Encontrou esse sítio a cerca de 100 quilómetros, numa freguesia de Alcobaça, onde foi alojado com mais um iraquiano e um eritreu.
A ideia do livro partiu de Helena Lopes Franco, professora que no último ano tem ensinado português ao grupo de refugiados e autora da obra escrita “a quatro mãos”, cujos lucros “revertem integralmente para ajudar Daud a refazer a sua vida”, disse a professora à Lusa.

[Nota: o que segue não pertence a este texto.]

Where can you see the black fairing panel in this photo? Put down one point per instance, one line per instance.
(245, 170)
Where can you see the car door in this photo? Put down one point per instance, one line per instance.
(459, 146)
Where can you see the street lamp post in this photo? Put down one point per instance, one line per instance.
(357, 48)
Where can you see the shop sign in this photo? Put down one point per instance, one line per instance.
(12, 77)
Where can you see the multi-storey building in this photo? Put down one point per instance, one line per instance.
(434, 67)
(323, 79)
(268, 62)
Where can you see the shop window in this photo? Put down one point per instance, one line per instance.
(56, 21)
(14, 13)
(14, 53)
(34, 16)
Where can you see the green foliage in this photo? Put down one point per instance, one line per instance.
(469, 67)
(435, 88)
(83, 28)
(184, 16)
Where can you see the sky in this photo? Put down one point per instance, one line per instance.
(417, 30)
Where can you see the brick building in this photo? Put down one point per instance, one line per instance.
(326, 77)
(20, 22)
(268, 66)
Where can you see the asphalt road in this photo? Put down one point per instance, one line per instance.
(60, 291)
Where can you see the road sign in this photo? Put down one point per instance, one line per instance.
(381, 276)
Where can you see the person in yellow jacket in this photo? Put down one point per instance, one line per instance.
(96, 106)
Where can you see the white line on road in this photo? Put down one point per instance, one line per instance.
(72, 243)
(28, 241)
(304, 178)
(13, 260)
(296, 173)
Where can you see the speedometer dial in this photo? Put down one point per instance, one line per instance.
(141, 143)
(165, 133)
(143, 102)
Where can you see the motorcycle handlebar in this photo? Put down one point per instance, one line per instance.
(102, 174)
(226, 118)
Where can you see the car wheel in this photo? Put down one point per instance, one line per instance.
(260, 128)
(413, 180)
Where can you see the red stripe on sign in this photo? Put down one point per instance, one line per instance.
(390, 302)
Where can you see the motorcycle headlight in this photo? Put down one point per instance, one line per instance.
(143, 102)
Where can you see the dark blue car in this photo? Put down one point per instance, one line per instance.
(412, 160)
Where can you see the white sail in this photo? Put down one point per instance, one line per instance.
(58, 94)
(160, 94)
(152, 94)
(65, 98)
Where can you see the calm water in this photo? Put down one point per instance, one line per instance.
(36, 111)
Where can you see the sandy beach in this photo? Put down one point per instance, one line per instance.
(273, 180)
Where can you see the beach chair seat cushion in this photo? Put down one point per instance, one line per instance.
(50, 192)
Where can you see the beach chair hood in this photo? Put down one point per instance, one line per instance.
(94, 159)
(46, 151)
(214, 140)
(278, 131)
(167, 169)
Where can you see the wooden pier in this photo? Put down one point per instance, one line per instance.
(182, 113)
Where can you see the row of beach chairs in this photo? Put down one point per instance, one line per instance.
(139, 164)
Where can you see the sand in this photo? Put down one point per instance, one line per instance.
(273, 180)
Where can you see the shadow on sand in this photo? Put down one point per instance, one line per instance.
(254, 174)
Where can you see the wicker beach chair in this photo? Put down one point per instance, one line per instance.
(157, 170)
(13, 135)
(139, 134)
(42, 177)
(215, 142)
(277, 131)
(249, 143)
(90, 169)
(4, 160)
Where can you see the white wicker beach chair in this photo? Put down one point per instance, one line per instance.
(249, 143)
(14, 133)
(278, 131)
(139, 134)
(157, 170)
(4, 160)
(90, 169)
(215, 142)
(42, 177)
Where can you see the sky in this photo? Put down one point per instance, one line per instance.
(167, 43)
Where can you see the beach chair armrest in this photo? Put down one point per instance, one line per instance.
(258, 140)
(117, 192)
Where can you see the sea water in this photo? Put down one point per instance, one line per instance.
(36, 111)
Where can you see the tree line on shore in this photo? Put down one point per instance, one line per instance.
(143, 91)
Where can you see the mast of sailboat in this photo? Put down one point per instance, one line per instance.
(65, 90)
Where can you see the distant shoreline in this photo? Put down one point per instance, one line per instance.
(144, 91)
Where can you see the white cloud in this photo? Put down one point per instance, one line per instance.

A vida do mais novo de nove filhos de um talhante de Mossul, no Iraque, conta-se nos nove capítulos do livro que aborda desde a infância feliz, num tempo “sem sobressaltos nem contrariedades”, à juventude empreendedora do rapaz que aos 18 anos iniciou o seu negócio como taxista e, dois anos depois, em 2011, com os lucros, abriu um café.
“Tinha uma vida muito, muito boa”, afirmou Daud à Lusa. Mas “tudo mudou” quando em Junho de 2014 os radicais do Daesh (acrónimo árabe que designa o grupo jihadista Estado Islâmico) tomaram Mossul e fizeram da cidade a capital do seu autoproclamado Califado.
Dos irmãos de Daud, três eram polícias (dois dos quais foram mortos pelo Daesh) o que fazia com que o café fosse frequentado por “polícias, membros do Governo e muitas pessoas importantes”, recorda o jovem a quem quiseram “obrigar a dar os nomes e moradas dos clientes”.
Recusou e foi preso, acusado de ser “fumador e vestir à ocidental”. Foi condenado a 80 chicotadas que o deixaram “inconsciente” e sem pele das costas, conta no livro. A essa prisão seguiram-se mais três. O café fechado. O táxi parado.
Quando o pai lhe ordenou que partisse porque não queria “chorar a morte de mais filhos”, Daud comprou, por mil dólares, a fuga para a Síria. A viagem foi feita no depósito de um camião cisterna, apinhado de adultos e crianças, intoxicados com o cheiro do petróleo, da urina e da fezes. “Não éramos seres humanos, apenas carga”, relata ainda no livro.
Da Síria caminhou dois dias até à fronteira com a Turquia, que atravessou a fugir das balas. Depois de 10 dias na Turquia, pagou 1700 dólares ao dono de um barco que o atravessaria até à ilha de Lesbos, na Grécia. Eram 300 pessoas num barco de oito metros e dois andares que, ao fim de meia hora, se afundou no mar Egeu.
Um colete de 10 dólares e uma bóia a que se conseguiu agarrar (com duas crianças de dois e quatro anos) durante as mais de quatro horas que esperou para ser resgatado salvaram-lhe a vida.
Foi “o último a ser salvo”. No mar deixou “os documentos, o dinheiro, o telemóvel com fotos e vídeos, tudo o que tinha”, disse à Lusa.
Depois de um mês e meio num campo de refugiados viu-se finalmente a caminho de Alfeizerão, onde vive agora. É empregado na Casa do Pão do Ló, fala português, tem conta no banco e está a tirar a carta de condução, com a cabeça a fervilhar de ideias, como “voltar a ter um táxi” e “namorar uma portuguesa”.
Nesta sexta-feira apresenta o livro no Centro Cultural e de Congressos das Caldas da Rainha.